Consumers are getting rid of excess buys to make room necessities, Trend forecaster Li Edekoort speculates that “Coronavirus will lead to a global recession of a magnitude that has not been experienced before” dubbing this new lifestyle as “quarantine of consumption […] We will learn how to be happy just with a simple dress, rediscovering old favourites we own, reading a forgotten book and cooking up a storm to make life beautiful.” Sounds a lot like the 90’s if you ask us.
Moreover, consumers are looking inwards for comfort rather than outwards. We asked surveyors if they realized any life-epiphanies since the outbreak. Respondent Talar, Founder and Designer of Talar Nina, commented “I am embracing everyday as it comes. I realized we have no control over anything just ourselves. We are responsible for that and what energy we put out into the world.” So how can brands fit into consumers’ newfound mentalities that focus on ‘mental-health’ ‘wellbeing’ and ‘the present’?

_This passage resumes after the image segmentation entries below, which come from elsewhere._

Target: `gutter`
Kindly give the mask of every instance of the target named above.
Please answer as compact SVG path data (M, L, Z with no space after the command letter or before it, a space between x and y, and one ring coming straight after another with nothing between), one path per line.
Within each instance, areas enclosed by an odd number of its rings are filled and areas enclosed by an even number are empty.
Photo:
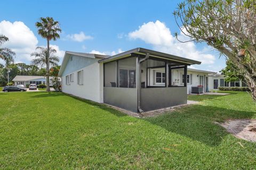
M146 53L146 57L140 60L137 64L137 72L138 72L138 110L140 113L143 112L143 110L140 107L140 100L141 96L141 81L140 81L140 63L143 61L146 61L149 58L149 53Z

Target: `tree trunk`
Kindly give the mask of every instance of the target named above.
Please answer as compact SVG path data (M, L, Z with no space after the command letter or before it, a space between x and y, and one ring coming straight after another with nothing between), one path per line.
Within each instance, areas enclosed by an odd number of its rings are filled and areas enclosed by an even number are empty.
M50 41L47 40L47 56L46 56L46 91L50 91Z

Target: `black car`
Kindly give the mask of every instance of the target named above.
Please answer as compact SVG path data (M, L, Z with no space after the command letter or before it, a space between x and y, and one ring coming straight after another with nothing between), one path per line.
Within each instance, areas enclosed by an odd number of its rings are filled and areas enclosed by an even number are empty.
M25 88L22 88L14 86L5 86L3 89L3 91L9 92L9 91L26 91L27 89Z

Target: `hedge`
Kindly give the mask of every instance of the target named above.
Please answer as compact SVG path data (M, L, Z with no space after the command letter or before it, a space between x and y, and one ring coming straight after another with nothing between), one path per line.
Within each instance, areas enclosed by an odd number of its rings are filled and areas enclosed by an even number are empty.
M222 91L250 91L250 89L247 87L219 87L219 90Z

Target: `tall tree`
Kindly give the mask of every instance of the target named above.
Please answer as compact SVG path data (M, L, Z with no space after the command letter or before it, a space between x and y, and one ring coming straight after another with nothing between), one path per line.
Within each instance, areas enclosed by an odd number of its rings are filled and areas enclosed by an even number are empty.
M60 24L58 21L54 21L51 17L41 18L40 21L36 23L36 27L38 28L38 34L47 40L47 55L46 55L46 90L50 91L50 41L52 39L56 40L60 38L59 33L61 32Z
M59 80L58 75L60 71L60 66L56 66L51 68L50 73L52 76L52 83L55 91L60 91L61 90L60 81Z
M6 65L13 63L13 56L15 55L15 53L10 48L1 47L3 44L9 40L8 38L4 35L0 35L0 58L4 60Z
M189 41L206 42L237 66L256 100L255 1L186 0L173 14Z
M36 48L36 52L31 54L31 56L35 57L31 61L31 64L43 67L47 65L47 62L49 62L49 66L53 66L58 65L60 61L59 57L55 55L57 51L55 49L50 47L49 54L48 55L48 49L47 48L38 47ZM47 56L49 56L49 57ZM49 58L49 59L48 59Z

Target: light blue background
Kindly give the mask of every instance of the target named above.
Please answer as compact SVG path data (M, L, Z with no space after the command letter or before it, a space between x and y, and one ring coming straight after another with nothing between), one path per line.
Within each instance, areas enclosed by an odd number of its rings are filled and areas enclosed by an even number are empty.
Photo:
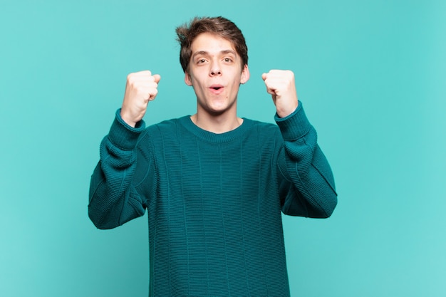
M273 121L261 79L296 74L332 165L328 220L284 217L294 296L446 296L446 1L6 1L0 5L0 296L146 296L147 217L87 217L125 77L162 80L148 124L195 112L175 28L243 31L239 115Z

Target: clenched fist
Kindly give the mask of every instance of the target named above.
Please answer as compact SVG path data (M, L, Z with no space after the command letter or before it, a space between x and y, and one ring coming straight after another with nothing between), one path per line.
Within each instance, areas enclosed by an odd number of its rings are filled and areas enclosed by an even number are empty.
M129 125L135 127L142 119L149 101L154 100L158 93L160 79L159 75L152 75L149 71L135 72L127 76L120 115Z
M293 113L299 105L294 73L290 71L271 70L263 73L261 78L266 85L266 92L273 98L277 115L285 118Z

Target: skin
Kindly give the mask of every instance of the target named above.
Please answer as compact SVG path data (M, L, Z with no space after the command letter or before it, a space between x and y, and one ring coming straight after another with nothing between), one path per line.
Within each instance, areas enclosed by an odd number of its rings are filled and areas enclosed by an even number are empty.
M214 133L237 128L243 121L237 115L237 95L240 85L249 79L248 66L242 67L242 59L229 41L209 33L197 36L191 47L192 55L185 73L185 83L197 96L197 113L191 120ZM142 119L149 102L157 95L160 78L149 71L128 75L120 115L129 125L135 127ZM285 118L291 114L299 105L293 72L271 70L261 78L277 115Z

One way is to act more sustainably. A 30-year-old, Lebanese Marketing Executive at a leading franchisor in Dubai expresses “We hope COVID-19 will impact brands into sustainable shopping, giving back to communities. People will support brands that handled the crisis well.” According to Trend Forecasting company WGSN, authority brands “ensure they are creating location-specific disaster kits for consumers and using their scale to help them through their corporate social responsibility efforts.” For example, Dior and Givenchy are manufacturing free hand-sanitizer while “Prada has begun production of 80,000 medical overalls and 110,000 face masks” according to Forbes. But is producing support goods enough? It’s time for brands to give back to their loyal followers who have continuously invested in brands’ successes over the years.
Curated ME’s Take:
To be relevant today, speak the consumers’ current language. Produce products and create marketing campaigns that make consumers feel safe, useful, valued, comfortable and ethical during this time.
Refer to Maslow’s Hierarchy of Needs to shift from originally operating your brand under the ESTEEM NEEDS category to instead those of BELONGINGNESS AND LOVE NEEDS and SAFETY NEEDS.
Overall, consumers will now think twice before spending on anything other than necessity goods. Hence brands are on mission to mark their places inside consumers’ new consideration sets, except this time it’s under surreal circumstances with no end date in sight.